# Cluster Balancing

> For the complete documentation index, see [llms.txt](https://docs.redpanda.com/llms.txt). Component-specific: [streaming-full.txt](https://docs.redpanda.com/streaming-full.txt)

---
title: Cluster Balancing
latest-operator-version: v26.1.4
# EOL = End-of-Life (support lifecycle status)
page-is-nearing-eol: "false"
page-is-past-eol: "true"
page-eol-date: December 22, 2024
latest-console-tag: v3.7.3
latest-connect-version: 4.93.0
docname: cluster-maintenance/cluster-balancing
page-component-name: streaming
page-version: "23.3"
page-component-version: "23.3"
page-component-title: Streaming
page-relative-src-path: cluster-maintenance/cluster-balancing.adoc
page-edit-url: https://github.com/redpanda-data/docs/edit/v/23.3/modules/manage/pages/cluster-maintenance/cluster-balancing.adoc
description: Learn about the different tools Redpanda provides for balanced clusters.
page-git-created-date: "2023-06-02"
page-git-modified-date: "2024-04-02"
support-status: past end-of-life
---

<!-- Source: https://docs.redpanda.com/streaming/23.3/manage/cluster-maintenance/cluster-balancing.md -->

When a topic is created, Redpanda evenly distributes its partitions by sequentially allocating them to the cluster broker with the least number of partitions.
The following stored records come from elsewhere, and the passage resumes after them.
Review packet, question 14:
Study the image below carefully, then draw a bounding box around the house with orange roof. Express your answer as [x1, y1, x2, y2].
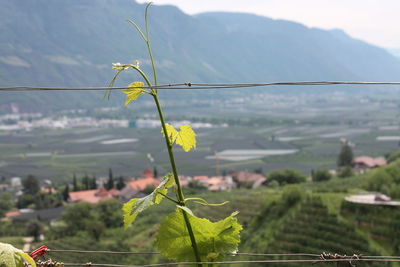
[353, 156, 387, 174]
[69, 187, 119, 204]
[119, 177, 160, 201]
[4, 210, 21, 218]
[231, 171, 267, 189]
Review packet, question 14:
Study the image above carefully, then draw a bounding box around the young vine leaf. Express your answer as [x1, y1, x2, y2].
[156, 209, 243, 261]
[0, 243, 36, 267]
[161, 123, 197, 152]
[122, 173, 174, 228]
[122, 82, 146, 106]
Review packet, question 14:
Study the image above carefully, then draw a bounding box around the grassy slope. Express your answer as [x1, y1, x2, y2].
[36, 177, 400, 266]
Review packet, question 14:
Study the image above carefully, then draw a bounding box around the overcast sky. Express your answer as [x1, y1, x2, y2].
[139, 0, 400, 48]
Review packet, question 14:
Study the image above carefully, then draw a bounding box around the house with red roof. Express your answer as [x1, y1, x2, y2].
[353, 156, 387, 174]
[119, 168, 161, 201]
[69, 187, 120, 204]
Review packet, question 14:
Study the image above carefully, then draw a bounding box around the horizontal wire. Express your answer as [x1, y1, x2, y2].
[46, 249, 160, 255]
[63, 258, 400, 267]
[46, 249, 322, 258]
[0, 81, 400, 91]
[41, 249, 400, 260]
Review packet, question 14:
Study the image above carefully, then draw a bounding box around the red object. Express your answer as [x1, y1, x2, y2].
[29, 246, 48, 260]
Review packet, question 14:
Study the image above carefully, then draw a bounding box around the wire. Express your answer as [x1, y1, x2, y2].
[63, 258, 400, 267]
[0, 81, 400, 91]
[46, 249, 160, 255]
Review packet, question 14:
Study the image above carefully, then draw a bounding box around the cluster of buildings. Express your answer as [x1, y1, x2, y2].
[69, 169, 267, 203]
[0, 114, 129, 131]
[353, 156, 387, 174]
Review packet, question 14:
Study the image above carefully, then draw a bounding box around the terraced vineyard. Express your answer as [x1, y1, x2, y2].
[341, 202, 400, 255]
[32, 185, 400, 266]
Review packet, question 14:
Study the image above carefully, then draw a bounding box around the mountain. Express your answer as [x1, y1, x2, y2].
[389, 48, 400, 58]
[0, 0, 400, 110]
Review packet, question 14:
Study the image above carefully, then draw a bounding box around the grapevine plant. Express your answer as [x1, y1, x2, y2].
[107, 3, 242, 266]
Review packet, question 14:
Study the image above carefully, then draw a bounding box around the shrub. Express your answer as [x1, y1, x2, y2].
[268, 169, 306, 185]
[337, 166, 354, 178]
[312, 170, 332, 182]
[282, 185, 303, 207]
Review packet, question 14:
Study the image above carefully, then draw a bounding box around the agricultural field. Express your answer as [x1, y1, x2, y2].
[0, 90, 400, 184]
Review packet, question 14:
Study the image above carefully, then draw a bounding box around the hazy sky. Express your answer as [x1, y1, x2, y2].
[139, 0, 400, 48]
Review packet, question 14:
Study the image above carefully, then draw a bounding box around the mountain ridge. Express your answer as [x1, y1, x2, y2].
[0, 0, 400, 110]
For existing topics, Redpanda automatically provides leadership balancing and partition rebalancing when brokers are added or decommissioned.
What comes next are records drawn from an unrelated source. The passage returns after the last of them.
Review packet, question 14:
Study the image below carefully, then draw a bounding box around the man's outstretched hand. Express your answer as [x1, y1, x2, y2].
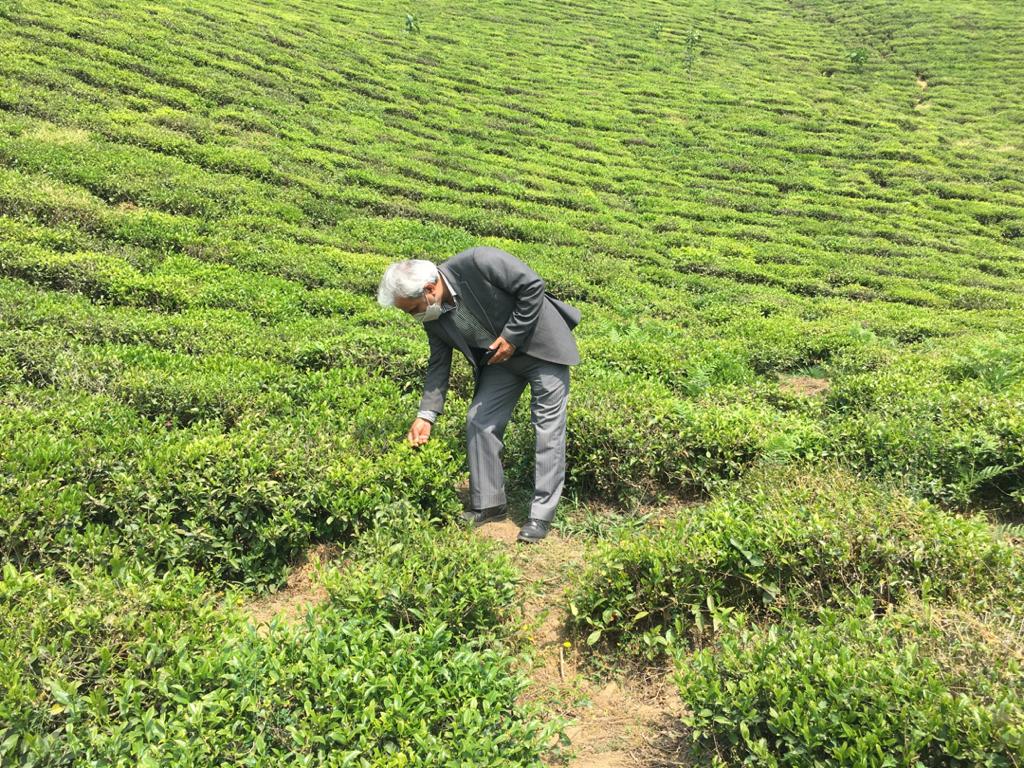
[487, 336, 515, 366]
[407, 419, 433, 447]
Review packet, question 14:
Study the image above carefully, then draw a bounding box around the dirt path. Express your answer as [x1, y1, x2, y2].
[477, 521, 683, 768]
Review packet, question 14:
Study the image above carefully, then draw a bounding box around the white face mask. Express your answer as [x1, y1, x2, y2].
[413, 301, 441, 323]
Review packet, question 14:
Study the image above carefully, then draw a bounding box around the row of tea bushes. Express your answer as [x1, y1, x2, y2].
[569, 467, 1024, 657]
[0, 378, 461, 586]
[677, 601, 1024, 768]
[0, 514, 556, 768]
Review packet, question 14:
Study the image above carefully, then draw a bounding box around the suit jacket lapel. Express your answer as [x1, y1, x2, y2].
[437, 264, 498, 339]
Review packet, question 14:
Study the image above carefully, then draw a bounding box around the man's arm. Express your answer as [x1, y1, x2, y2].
[420, 331, 452, 421]
[473, 246, 544, 347]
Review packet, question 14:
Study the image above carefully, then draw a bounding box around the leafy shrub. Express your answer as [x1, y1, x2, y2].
[677, 602, 1024, 768]
[567, 372, 821, 501]
[569, 468, 1024, 656]
[0, 380, 461, 585]
[0, 563, 553, 768]
[325, 512, 518, 638]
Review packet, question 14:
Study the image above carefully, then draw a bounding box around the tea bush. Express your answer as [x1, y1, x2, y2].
[0, 380, 461, 586]
[325, 506, 518, 639]
[677, 603, 1024, 768]
[569, 468, 1024, 656]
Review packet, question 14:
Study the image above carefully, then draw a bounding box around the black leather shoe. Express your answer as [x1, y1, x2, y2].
[462, 504, 509, 528]
[516, 517, 551, 544]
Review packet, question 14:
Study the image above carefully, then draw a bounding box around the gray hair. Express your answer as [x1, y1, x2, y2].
[377, 259, 437, 306]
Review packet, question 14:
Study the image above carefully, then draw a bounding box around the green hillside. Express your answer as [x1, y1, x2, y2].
[0, 0, 1024, 766]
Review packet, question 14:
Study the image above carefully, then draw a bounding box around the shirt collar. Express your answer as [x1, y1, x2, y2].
[437, 269, 459, 312]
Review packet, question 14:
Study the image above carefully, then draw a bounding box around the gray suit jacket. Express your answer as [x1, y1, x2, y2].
[420, 246, 580, 413]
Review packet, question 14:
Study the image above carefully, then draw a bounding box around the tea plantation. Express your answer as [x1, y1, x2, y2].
[0, 0, 1024, 768]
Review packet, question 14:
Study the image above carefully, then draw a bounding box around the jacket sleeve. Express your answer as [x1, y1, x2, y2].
[420, 331, 452, 414]
[473, 246, 545, 347]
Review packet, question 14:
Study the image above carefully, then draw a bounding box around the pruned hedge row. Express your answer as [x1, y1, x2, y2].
[569, 468, 1024, 657]
[0, 518, 557, 768]
[677, 602, 1024, 768]
[0, 378, 462, 586]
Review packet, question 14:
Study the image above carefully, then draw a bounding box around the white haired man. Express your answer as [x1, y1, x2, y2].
[377, 246, 580, 544]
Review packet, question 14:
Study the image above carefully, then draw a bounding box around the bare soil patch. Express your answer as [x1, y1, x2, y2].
[477, 520, 684, 768]
[778, 376, 829, 396]
[246, 544, 338, 632]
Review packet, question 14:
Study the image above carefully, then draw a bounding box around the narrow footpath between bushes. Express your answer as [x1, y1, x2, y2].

With an Enterprise license, you can additionally enable _Continuous Data Balancing_ to continuously monitor broker and rack availability and disk usage. This enables self-healing clusters that dynamically balance partitions. It also continuously maintains adherence to rack-aware replica placement policy and self-heals after rack (or availability zone) failure or replacement. See [Configure Continuous Data Balancing](https://docs.redpanda.com/streaming/23.3/manage/cluster-maintenance/continuous-data-balancing/).

Cluster balancing protects you from unbalanced systems that saturate resources on one or more brokers. This can affect throughput and latency. Furthermore, a cluster with replicas on a down broker risks availability loss if more brokers fail, and a cluster that keeps losing brokers without healing eventually risks data loss.
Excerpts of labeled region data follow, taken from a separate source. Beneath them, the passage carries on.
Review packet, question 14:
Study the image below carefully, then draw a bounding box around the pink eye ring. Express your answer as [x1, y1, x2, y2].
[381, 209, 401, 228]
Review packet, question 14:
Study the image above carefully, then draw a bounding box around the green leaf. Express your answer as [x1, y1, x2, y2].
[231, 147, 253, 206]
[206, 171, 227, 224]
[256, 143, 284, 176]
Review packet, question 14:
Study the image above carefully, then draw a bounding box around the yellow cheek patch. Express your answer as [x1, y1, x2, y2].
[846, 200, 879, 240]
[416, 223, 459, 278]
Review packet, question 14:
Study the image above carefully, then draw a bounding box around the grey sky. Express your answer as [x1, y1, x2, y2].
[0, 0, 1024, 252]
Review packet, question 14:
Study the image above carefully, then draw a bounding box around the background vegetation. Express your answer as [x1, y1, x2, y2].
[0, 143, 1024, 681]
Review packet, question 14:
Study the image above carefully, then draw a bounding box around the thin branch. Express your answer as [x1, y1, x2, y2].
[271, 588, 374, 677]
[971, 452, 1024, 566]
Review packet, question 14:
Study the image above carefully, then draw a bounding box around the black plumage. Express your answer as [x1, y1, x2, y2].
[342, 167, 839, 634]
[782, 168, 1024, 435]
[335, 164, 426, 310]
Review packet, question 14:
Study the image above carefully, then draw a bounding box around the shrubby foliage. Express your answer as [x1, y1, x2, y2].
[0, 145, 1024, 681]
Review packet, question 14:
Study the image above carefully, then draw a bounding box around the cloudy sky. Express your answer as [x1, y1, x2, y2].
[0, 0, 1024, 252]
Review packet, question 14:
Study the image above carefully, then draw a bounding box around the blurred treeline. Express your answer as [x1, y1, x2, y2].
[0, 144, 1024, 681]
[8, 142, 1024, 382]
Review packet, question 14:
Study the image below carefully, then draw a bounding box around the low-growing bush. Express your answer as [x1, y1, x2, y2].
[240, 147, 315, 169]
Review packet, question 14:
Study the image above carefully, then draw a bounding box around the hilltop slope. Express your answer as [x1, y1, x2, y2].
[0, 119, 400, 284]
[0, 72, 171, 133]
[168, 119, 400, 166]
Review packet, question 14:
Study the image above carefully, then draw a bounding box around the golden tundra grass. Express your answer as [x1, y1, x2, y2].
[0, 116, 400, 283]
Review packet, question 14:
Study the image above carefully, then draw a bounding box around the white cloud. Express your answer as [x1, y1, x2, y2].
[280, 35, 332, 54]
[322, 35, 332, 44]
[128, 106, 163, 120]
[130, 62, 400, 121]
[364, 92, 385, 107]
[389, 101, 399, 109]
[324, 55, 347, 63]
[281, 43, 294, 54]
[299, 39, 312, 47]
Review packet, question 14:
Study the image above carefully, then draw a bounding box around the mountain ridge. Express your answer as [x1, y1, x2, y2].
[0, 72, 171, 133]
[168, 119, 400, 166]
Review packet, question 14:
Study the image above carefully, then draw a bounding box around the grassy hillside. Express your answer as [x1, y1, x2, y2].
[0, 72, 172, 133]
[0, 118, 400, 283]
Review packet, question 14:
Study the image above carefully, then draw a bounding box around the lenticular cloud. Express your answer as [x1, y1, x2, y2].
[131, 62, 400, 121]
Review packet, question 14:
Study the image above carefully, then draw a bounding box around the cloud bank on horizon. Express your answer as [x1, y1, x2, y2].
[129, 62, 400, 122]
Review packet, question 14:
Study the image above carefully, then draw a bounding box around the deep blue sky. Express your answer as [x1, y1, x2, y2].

The following table summarizes the various balancing options in Redpanda:

| Balancer | License | Description |
| --- | --- | --- |
| Partition leadership balancing | Community Edition, Enterprise Edition | Topic-aware balancer designed to distribute partition leadership across available nodes. This helps avoid topic leadership hotspots on one or a few specific nodes in your cluster. |
| Partition replica balancing | Community Edition, Enterprise Edition | Topic-aware balancer designed to distribute partition replicas when adding nodes to the cluster. This helps avoid topic replica hotspots on one or a few specific nodes in your cluster. |
| Continuous Data Balancing | Enterprise Edition | Balancer designed to monitor free disk space and proactively move data between nodes to avoid exhausting available disk space on any given node. This balancer does not keep the relative fullness of each node within a defined range, it just prevents hitting the fullness threshold of each individual node. |

## [](#partition-leadership-balancing)Partition leadership balancing

Every Redpanda topic-partition forms a Raft group with a single elected leader. All reads and writes are handled by the partition leader. Raft uses a heartbeat mechanism to maintain leadership authority and to trigger leader elections. The partition leader sends a periodic heartbeat ([`raft_heartbeat_interval_ms`](https://docs.redpanda.com/streaming/23.3/reference/tunable-properties/#raft_heartbeat_interval_ms)) to all followers to assert its leadership. If a follower does not receive a heartbeat within a timeout duration ([`raft_heartbeat_timeout_ms`](https://docs.redpanda.com/streaming/23.3/reference/tunable-properties/#raft_heartbeat_timeout_ms)), then it triggers an election to choose a new partition leader. For more information, see [Raft consensus algorithm](https://docs.redpanda.com/streaming/23.3/get-started/architecture/#raft-consensus-algorithm) and [partition leadership elections](https://docs.redpanda.com/streaming/23.3/get-started/architecture/#partition-leadership-elections).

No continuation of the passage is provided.